Cast: Jeon Jungkook (BTS), Alexa Choi (OC), Min Yoon Gi (BTS), other…

Genre: Crime, psychology, thriller, angst

Duration: Chaptered

Cover by Bbon

Previous part: 1. 2

––JUNGKOOK sudah mati! Perkenalkan… aku JASON––

|..|

>Pletakk<

Seekor kelelawar terjatuh kala sebuah batu yang sengaja di lempar mengenai hewan malam itu. Si sosok kegelapan berjalan menghampiri kelelawar itu dan langsung menyambarnya. Memasukannya ke dalam mulut tanpa berbekas.

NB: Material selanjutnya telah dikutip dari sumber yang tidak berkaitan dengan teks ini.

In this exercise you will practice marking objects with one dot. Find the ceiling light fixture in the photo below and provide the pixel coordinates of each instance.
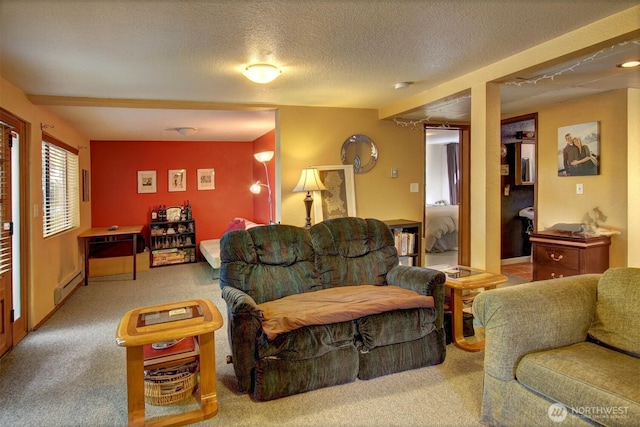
(186, 131)
(629, 64)
(261, 73)
(403, 85)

Merasa masih kurang, sosok itu melemparkan batu lagi pada sebuah pohon. Dan jatuhlah seekor tupai yang belum mati. Dengan langkah terseok-seok, ia menghampiri tupai itu dan membunuhnya sekali lagi. Memastikan hewan itu benar-benar mati sebelum dimakannya dengan lahap.

Di saat sedang memakan hewan kecil itu, ia mendengar… ia mendengar suara yang tak asing di telinganya,

“Meow…”

Ia menoleh dan benar saja, seekor kucing sedang duduk manis dibalik punggungnya. Memperhatikannya yang sejak tadi tengah asyik ‘makan malam’.

Tidak boleh! Tidak boleh ada saksi mata yang melihat aksinya ini.

Perlahan namun pasti, sosok kegelapan itu mendekati si kucing. Di keluarkannya pisau lipat kesayangannya.

“Halo kucing manis, ucapkan ‘hai’ pada Drew si pisau lipat.”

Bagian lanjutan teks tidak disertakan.